|
Post by Retread-Retired-Cameron on Oct 23, 2021 20:04:46 GMT
Passive Income [owning a building and collecting rent] is generally taxable in the US.
Pensions in the US can be a touchy subject. For example when Social Security was originally set up back in the 1930s it was supposed to be one third of what people would retire on, with the other two thirds being personal savings and a pension from the former employer. The reality is many employers in the US don't offer pensions these days and it doesn't take much to wipe out personal savings for retirement. [My retirement savings for the last decade would buy a twelve-pack of cheap beer.]
Back during the financial downturn in 2008 / 2009 people who were freshly out of work and couldn't find a comparable job, who had an IRA or other savings, often couldn't get assistance in many states due to having an asset they could use. When the choice is between being homeless and / or going hungry or using what was in an IRA or savings account meant for retirement needs, which choice is better?
What a useful link, and Americans are very clear when they write. Striving for clarity tends to help people avoid misunderstandings.
When it comes to retirement income, pensions, investments, and the tax agency, it pays to understand as much as possible even though the US Tax Code is written in a peculiarly distinct dialect of American English [it can actually put you to sleep late at night].
|
|
|
Post by JesusNinja on Dec 7, 2021 7:36:30 GMT
The amount of SS you will be paid is determined on how many years you worked and how much you paid in. I retired early so am getting around $300 less than I would have at 67. At the moment there are no taxes on SS in my state and the amount I'll be getting in a year's time is not enough to be taxed by Federal. Any income is taxable whether passive or not. So retiring my books is keeping me under the line of being taxed. So I don't have to mess with filing each year. To be honest I'm getting enough SS to pay the bills and have money left over each month to put back into the bank. But I was sent a pamplet and worksheet showing me if I had extra income I needed to report it to the SSA. Otherwise I could lose it.
|
|
|
Post by potet on Dec 7, 2021 10:33:10 GMT
Hello JesusNinja. Make someone else you trust the recipient of your Lulu income, provided it doesn't make the trustee switch to a higher revenue bracket. Lulu will pay your royalties to the trustee's PayPal account.
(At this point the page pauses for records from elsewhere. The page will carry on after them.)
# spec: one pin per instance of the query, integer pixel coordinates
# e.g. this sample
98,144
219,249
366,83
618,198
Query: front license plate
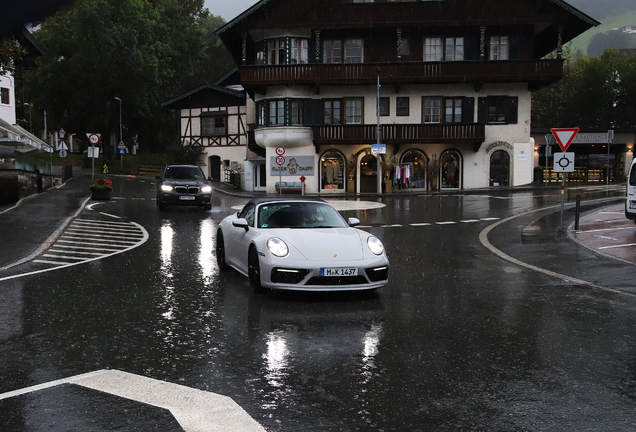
338,272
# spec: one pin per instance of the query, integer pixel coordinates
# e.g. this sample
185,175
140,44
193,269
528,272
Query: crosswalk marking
90,239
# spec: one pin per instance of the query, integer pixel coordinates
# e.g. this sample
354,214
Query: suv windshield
184,173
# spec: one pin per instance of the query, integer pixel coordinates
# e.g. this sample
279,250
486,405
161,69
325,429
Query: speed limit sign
94,138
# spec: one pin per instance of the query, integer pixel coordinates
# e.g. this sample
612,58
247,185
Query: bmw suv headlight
277,247
375,245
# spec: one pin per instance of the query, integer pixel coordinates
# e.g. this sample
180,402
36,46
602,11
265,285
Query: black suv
183,185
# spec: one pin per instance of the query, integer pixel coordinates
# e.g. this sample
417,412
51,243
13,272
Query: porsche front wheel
254,270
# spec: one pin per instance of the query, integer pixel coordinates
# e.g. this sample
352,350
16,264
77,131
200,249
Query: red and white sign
94,138
564,137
Thus you won't have to declare your royalties. The trustee will give you your Lulu money in cash. Depending on your agreement, you'll give the trustee a fee to reward them for their help. In your case, the ideal trustee would be a teenage relative.
|
|
|
Post by Retread-Retired-Cameron on Dec 7, 2021 13:32:21 GMT
The amount of SS you will be paid is determined on how many years you worked and how much you paid in. I retired early so am getting around $300 less than I would have at 67. At the moment there are no taxes on SS in my state and the amount I'll be getting in a year's time is not enough to be taxed by Federal. Any income is taxable whether passive or not. So retiring my books is keeping me under the line of being taxed. So I don't have to mess with filing each year. To be honest I'm getting enough SS to pay the bills and have money left over each month to put back into the bank. But I was sent a pamplet and worksheet showing me if I had extra income I needed to report it to the SSA. Otherwise I could lose it. What the federal government defines as potentially taxable income can be convoluted at times.
One example is someone being medically retired from the military. In this case the person can elect for retirement pay [which is potentially taxable] and VA Disability pay [generally not taxable at the federal level and not even listed on the tax return] or the person can elect for all payments to be made through the VA. On the other hand states with an income tax may tax money the federal government doesn't.
One thought is to keep writing, and once you reach full-retirement age start publishing again.